Part of the first modern Olympics in 1896, many 1500m runners also competed at 5000m in this early era. Paavo Nurmi (Finland) became Olympic champion in both events within the space of 50 minutes in 1924.
The rivalry between Sweden's Gunder Hägg and Arne Andersson between 1940 and 1944 brought the world record down to 3:43, thanks to Gösta Olander's natural training method of long cross country runs twice a day.
By the mid 1960s, thanks to the marvellous times achieved by the young Jim Ryun (USA), intensive, speed-oriented interval work gained popularity.
Africa, whose athletes have come to epitomise the virtues of talent, hard work and tactical bravery, had their first breakthrough when Kenya's Kip Keino won Olympic gold in 1968. At the 1974 Commonwealth Games, Filbert Bayi (Tanzania) ran a world record 3:32.2 (1:52.2 at 800m).

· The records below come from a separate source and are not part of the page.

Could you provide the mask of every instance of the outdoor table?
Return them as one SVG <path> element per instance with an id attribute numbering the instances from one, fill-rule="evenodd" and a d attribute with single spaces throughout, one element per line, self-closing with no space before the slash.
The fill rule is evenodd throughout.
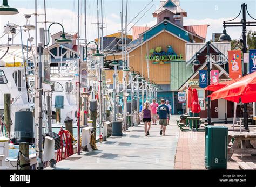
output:
<path id="1" fill-rule="evenodd" d="M 187 119 L 186 119 L 186 124 L 188 124 L 188 121 L 191 121 L 191 123 L 190 123 L 190 128 L 188 129 L 185 129 L 185 128 L 183 128 L 181 126 L 180 126 L 180 130 L 183 131 L 190 131 L 192 130 L 193 128 L 193 121 L 194 121 L 195 123 L 196 123 L 196 130 L 197 130 L 197 131 L 205 131 L 205 129 L 204 128 L 204 129 L 198 129 L 197 128 L 197 123 L 198 121 L 198 123 L 200 123 L 199 121 L 200 121 L 200 119 L 201 118 L 199 117 L 187 117 Z"/>
<path id="2" fill-rule="evenodd" d="M 229 131 L 228 145 L 232 138 L 234 138 L 231 147 L 228 147 L 227 159 L 230 160 L 234 153 L 256 154 L 256 134 L 252 132 Z M 252 143 L 251 145 L 250 142 Z M 241 148 L 239 146 L 241 144 Z"/>

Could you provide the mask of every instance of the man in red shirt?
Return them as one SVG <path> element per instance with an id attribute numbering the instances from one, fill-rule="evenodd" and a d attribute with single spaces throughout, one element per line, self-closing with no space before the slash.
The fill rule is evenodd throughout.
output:
<path id="1" fill-rule="evenodd" d="M 151 108 L 151 116 L 152 120 L 153 121 L 153 125 L 157 125 L 157 109 L 158 107 L 158 103 L 156 102 L 156 99 L 152 99 L 153 103 L 150 104 L 150 107 Z"/>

Just as Roger Bannister achieved immortality by being the first to break four minutes for the mile at Oxford in 1954, fellow Briton Steve Cram was the first under 3:30 for 1500m, in Nice in 1985.
Previously Seb Coe and Steve Ovett had ruled the 1500m/mile scene.Today it is the North Africans who dominate this event. First Algeria's Noureddine Morceli and then his successor Hicham El Guerrouj of Morocco, with their punishing training schedules and fearless attitude, represent the ultimate thoroughbred 1500m racer.